Thinking Through the Implications of CAL: Who Does the Training?

Before joining Catalyst in 2010, my entire academic and professional career revolved around basic research. I spent my time coming up with new and interesting algorithms, ways of improving document rankings and classification. However, in much of my research, it was not always clear which algorithms which may or may not have immediate application. It is not that the algorithms were not useful; they were. They just did not always have immediate application to a live, deployed system.

Since joining Catalyst, however, my research has become much more applied. I have come to discover that doesn’t just mean that the algorithms that I design have to be more narrowly focused on the existing task. It also means that I have to design those algorithms to be aware of the larger real world contexts in which those algorithms will be deployed and the limitations that may exist therein.

So it is with keen interest that I have been watching the eDiscovery world react to the recent (SIGIR 2014) paper from Maura Grossman and Gordon Cormack on the CAL (continuous active learning) protocol, Evaluation of Machine-Learning Protocols for Technology-Assisted Review in Electronic Discovery.

At Catalyst, we have been speaking publicly about the benefits of continuous learning every since our LegalTech 2012 panel session three years ago. At the time, we labeled the dimensions “dynamic” and “static,” rather than “continuous” and “simple.” But the idea is the same: Is your review protocol, and the algorithms used to support that protocol, primarily defined as a fixed, finite, ultimately static learning period, followed by batch contract review of the predicted top docs in which no learning takes place (simple learning)? Or is the algorithm capable of continuous updating, is it dynamically aware of every new document judgment that is made, no matter who makes it? And not only can it, but does it, use those judgments to improve?

Let’s be clear: Cormack and Grossman were talking to the e-discovery community about the benefits of the continuous mindset long before our continuous-based offerings came on the market. Some of Cormack’s earliest writings on this go back to 2009. [See, e.g., G. V. Cormack and M. Mojdeh, Machine learning for information retrieval: TREC 2009 Web, Relevance Feedback and Legal Tracks, The Eighteenth Text REtrieval Conference (TREC 2009)]. So we were not “first,” nor are we attempting to represent anything otherwise. But we have been doing it for long enough that it has given us the chance to reflect on some of the practical issues that arise when adopting the continuous approach.

These practical concerns have led us to write about what we call the “Five Myths of TAR” (see here and here. However, when reading a lot of the public reaction to Grossman and Cormack’s CAL work, as well as when engaging in private conversations about algorithms and workflow, it occurred to me that even though we had listed what we saw as myths, and explained why we thought each of the myths were indeed myths, we had not done one thing. We had not explained how the myths relate to each other.
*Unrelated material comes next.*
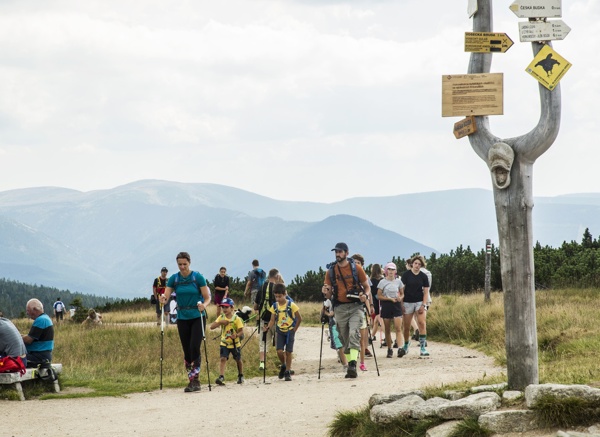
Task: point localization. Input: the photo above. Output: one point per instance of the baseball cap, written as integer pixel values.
(341, 246)
(227, 302)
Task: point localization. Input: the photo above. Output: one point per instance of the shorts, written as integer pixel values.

So I would like to write a bit in this and in future posts, not just about CAL, nor just about the myths, but about how everything fits together. I would like to connect the dots by going into more depth about the implications of applying a continuous learning protocol to your TAR project. My first dot-connection is this: In a CAL protocol, who does your training?

Who does your CAL training?

Under a simple protocol, whether Simple Passive Learning (SPL) or Simple Active Learning (SAL), the number of training documents presented to the system is limited. From both various (non-Catalyst) vendor white papers as well as from information conversations, that number seems to hover somewhere around 3,000 documents. However, in some of my conversations, industry practitioners have indicated to me that in their experience, simple training has occasionally gone as as high as 17,000 documents. Nevertheless, somewhere around 3,000 documents seems to be typical. Cormack and Grossman tested simple training set sizes of 2,000, 5,000 and 8,000 documents.
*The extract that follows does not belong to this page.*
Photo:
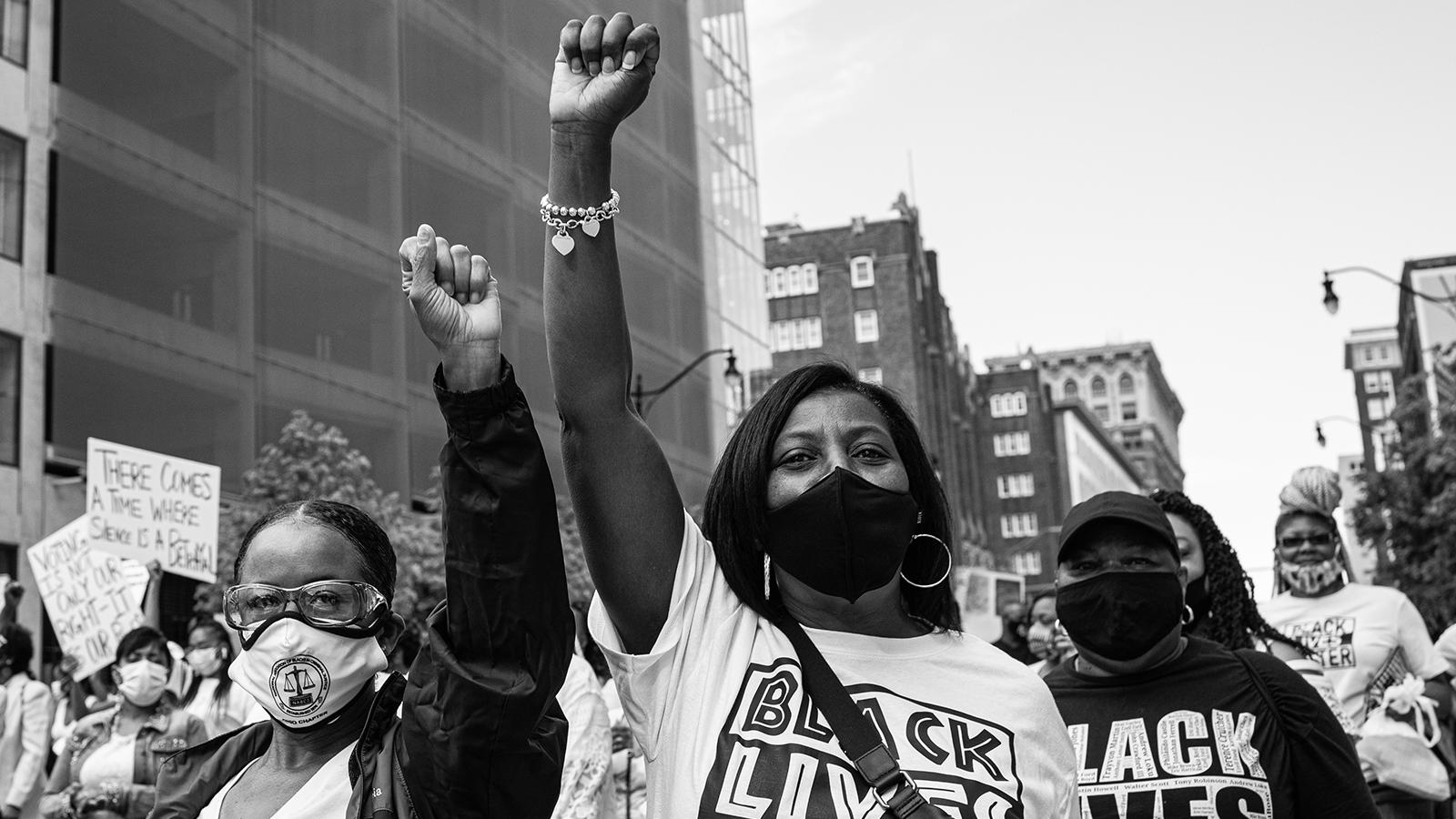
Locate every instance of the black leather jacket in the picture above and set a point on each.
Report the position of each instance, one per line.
(480, 732)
When the training set sizes are (relatively) low like this, it is possible for one or two subject matter experts (SMEs) to get through all 2,000, 5,000, 8,000 and maybe even 17,000 documents themselves. A high average document review rate is around 100 docs/hour, but let’s assume that a really good SME can get through 250 docs/hour. That means that 2,000 documents are only eight hours of work, 5,000 are half a week, 8,000 are the better part of one week, and 17,000 plus a second SME helper can also be done in just under a week. The 2,000 to 17,000 worth of training can be done, and then the remainder of predicted relevant documents can be batched out to the contract reviewers for confirmation before final production.

Vendors who advocate an SPL or SAL protocol typically also recommend, nay advocate if not practically necessitate, that your SMEs do all of the training. “Only an SME can make the absolute right and wrong calls” is a common refrain that one hears in the industry, “and if the SME is not doing the training, it will mess up the predictions and throw off your entire process.”

With CAL, on the other hand, there is no distinction between a training phase and a (batched out) review phase. Training is review. Review is training. All reviewed documents get used for training. All training documents are used to further improve the predictive quality on as-yet unseen review documents.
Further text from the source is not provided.